Well its almost near the end of the year and this is where I'm at. Should I start titling these posts as 'Dear Diary' cause that's what it feels like.
Dear Diary,
Why does life have to be so hard? Really, I pretty much live life day to day and it seems impossible to stay happy. I might be happy for a bit and then the ball drops and happy turns into tears and freaking out. Forget happy, if I could just stay emotionally content all the time that would be enough, maybe.
At least I finally am working again and just saw a paycheck. Money is finally going back into the bank and no longer out of my savings. It took nearly a month to get my job sorted out, but now I know what I don't like. I need to really start taking my future and career more seriously. I need to figure out how to financially take care of myself, one day buy a house, a new car, etc. I can't wait anymore and not plan for the future career-wise.

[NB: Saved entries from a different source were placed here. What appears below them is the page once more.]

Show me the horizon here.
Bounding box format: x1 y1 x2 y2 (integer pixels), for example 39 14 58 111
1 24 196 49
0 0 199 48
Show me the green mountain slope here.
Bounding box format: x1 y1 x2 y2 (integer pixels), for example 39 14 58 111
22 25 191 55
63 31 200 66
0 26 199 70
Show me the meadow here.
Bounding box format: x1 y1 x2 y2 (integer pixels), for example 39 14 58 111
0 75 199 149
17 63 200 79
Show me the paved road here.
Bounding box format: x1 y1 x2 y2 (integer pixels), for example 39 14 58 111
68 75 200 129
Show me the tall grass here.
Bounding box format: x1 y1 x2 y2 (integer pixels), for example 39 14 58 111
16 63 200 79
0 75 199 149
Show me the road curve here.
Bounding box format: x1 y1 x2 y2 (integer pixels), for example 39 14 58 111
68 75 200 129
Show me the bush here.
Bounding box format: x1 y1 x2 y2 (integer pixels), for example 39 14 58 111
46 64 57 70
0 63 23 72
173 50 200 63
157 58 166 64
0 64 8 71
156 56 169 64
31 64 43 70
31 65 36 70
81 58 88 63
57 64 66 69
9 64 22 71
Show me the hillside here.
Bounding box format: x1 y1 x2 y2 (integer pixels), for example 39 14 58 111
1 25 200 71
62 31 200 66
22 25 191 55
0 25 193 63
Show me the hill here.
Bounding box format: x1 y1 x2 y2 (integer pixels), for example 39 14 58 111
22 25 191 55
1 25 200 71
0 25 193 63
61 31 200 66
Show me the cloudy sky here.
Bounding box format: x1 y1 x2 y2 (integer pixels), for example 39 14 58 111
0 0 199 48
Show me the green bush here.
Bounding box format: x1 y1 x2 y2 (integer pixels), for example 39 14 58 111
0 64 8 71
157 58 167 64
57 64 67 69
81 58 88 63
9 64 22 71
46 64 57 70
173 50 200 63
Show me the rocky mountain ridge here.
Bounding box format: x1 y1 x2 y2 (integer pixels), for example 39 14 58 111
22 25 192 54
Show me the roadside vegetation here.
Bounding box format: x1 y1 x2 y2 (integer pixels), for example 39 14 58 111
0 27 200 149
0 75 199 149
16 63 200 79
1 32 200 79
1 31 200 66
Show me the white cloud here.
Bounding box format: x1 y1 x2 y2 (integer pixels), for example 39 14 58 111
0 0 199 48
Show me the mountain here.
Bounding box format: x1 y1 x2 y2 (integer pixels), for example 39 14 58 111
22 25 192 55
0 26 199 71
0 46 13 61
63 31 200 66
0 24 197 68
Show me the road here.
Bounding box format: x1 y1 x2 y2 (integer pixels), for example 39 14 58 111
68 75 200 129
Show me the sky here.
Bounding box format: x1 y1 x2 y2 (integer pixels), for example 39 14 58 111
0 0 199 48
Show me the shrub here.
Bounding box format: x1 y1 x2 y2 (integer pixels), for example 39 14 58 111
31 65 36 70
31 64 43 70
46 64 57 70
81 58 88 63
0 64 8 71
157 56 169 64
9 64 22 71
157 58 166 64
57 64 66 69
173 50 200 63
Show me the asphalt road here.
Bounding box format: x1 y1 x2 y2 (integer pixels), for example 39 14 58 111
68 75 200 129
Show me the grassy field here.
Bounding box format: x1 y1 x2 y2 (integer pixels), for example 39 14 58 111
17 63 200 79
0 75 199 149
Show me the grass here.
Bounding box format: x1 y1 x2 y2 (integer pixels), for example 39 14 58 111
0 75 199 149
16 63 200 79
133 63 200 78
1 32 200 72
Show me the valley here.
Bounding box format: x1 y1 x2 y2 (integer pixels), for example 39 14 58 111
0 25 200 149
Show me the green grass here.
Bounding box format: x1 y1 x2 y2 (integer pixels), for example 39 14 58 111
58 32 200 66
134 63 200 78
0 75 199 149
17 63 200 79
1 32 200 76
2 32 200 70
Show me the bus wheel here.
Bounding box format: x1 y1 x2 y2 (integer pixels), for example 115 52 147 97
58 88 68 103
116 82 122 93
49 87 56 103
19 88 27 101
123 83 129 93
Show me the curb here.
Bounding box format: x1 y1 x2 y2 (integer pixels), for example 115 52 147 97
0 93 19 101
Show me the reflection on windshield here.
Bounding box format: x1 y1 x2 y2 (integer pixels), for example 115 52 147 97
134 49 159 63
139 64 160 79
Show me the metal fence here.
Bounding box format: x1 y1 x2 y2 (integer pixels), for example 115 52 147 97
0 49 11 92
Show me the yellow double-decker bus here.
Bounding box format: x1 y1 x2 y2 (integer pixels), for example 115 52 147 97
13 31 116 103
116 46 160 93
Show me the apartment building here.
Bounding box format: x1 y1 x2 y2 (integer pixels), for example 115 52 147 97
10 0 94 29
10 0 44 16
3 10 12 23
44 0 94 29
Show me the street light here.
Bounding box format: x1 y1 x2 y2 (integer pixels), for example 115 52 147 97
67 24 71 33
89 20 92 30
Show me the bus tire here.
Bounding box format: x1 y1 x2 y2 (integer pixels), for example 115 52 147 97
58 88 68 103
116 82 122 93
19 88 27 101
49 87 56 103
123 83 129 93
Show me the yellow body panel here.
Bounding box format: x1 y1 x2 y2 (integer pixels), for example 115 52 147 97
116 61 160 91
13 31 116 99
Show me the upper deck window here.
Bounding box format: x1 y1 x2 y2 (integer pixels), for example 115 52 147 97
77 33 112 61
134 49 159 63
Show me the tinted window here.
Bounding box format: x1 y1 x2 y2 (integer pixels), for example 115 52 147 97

My personal love life is another big issue. Is it so hard to like someone and have them like you back? I've become ok with being without any physical in my life but I would give anything to have someone apart of my life. I'd love to have someone to take care of, who needs me and who could be my best friend, confident and thinks the world of me. Where is this person? Should I push harder with the guy I like now, try meeting someone new, or just be content with my best friend and accepting we were meant for each other as singles together. This is a tough topic, and I just don't want to spend the rest of my life alone. Mr. Right please be out there for me!